The Hijacking of Homeschooling

The apostle Paul wrote that he marveled that the Christians in Galatia had so soon turned from grace to another gospel, the bondage of legalism. I marvel at how quickly Christian home educators are turning from the freedoms they have won over the past couple of decades back to the bondage of government control. As the patriarch of a family that began homeschooling in the 1980s, perhaps I’ve earned the right to look with a critical eye on younger parents who take for granted their freedom to teach their children 1) at home and 2) without government interference. Keep in mind that there are two freedoms—two birthrights—involved here. Parents who believe they have made a shrewd deal that allows them to retain the first while bargaining away the second for a pottage of textbooks and other “benefits” have indeed been deluded. And make no mistake about it, being deluded necessitates a deluder. In this case, it is the education establishment wielding the bait of government funding.

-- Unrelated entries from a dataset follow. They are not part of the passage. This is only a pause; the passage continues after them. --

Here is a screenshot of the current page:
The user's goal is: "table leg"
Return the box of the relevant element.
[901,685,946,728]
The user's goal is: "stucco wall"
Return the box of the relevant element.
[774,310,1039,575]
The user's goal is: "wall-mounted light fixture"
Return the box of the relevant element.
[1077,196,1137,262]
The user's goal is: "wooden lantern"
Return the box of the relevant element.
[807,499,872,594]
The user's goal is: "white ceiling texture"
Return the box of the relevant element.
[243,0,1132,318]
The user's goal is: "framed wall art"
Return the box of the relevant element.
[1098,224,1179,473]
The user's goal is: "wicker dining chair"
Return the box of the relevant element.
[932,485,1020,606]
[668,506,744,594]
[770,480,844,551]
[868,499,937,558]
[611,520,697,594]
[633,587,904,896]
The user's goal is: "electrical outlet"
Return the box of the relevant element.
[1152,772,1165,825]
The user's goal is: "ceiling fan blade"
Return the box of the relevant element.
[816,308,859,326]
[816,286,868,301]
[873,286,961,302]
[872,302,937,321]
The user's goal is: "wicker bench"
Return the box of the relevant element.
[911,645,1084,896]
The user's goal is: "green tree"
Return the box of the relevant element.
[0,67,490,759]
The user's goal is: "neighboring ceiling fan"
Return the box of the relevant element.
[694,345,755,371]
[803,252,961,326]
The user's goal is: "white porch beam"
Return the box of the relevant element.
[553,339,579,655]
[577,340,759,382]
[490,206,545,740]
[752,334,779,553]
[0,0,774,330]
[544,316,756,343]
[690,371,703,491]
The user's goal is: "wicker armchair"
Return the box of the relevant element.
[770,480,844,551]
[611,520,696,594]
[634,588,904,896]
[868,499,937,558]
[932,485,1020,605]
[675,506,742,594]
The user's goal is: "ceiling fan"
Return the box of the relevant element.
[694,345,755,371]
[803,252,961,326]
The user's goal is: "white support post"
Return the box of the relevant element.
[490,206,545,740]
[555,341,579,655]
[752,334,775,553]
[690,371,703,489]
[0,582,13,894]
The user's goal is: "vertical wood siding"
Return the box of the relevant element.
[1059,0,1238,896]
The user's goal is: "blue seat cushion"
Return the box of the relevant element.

The approach is not new. When the serpent tempted Eve with the forbidden fruit, he knew that as soon as she and Adam ate it, they would be fatally walloped by the law. This was his premeditated purpose. In the last few years, federal, state, and local government in the United States has taken a similar approach to gaining control in areas where it previously had little or none. Let parents take warning. Charter schools, by whatever name they may go under, have been instituted for one purpose. That purpose is to hijack homeschooling. To put it more mildly, they want to gain the ascendancy in the homeschool movement and turn it into carefully supervised and regulated public education at home. This could very well turn out in many ways to be worse than public school itself. Charter school families are, in essence, asking school authorities to extend their jurisdiction of regulation into the privacy of the home. As officials begin to regulate textbooks from Christian publishers out of their programs, we must wonder where the line will be drawn, if anywhere. If Christian textbooks are forbidden, what about the Bible? What about prayer? Will school authorities expect charter school families to become secular from 8 a.m. to 3 p.m., or will they expect it 24 hours a day?

Charter schools threaten not only the homeschool movement, they threaten the sanctity and privacy of the home. Even more fundamental is the fact that the charter school movement, as well as other trends, threatens freedom of religion and our obligation to worship God as our consciences dictate. Let us not be as Esau, but instead, despite financial hardship and persecution, “let us run with patience the race that is set before us, looking unto Jesus the author and finisher of our faith; who for the joy that was set before him endured the cross, despising the shame, and is set down at the right hand of the throne of God” (Hebrews 12:1-2).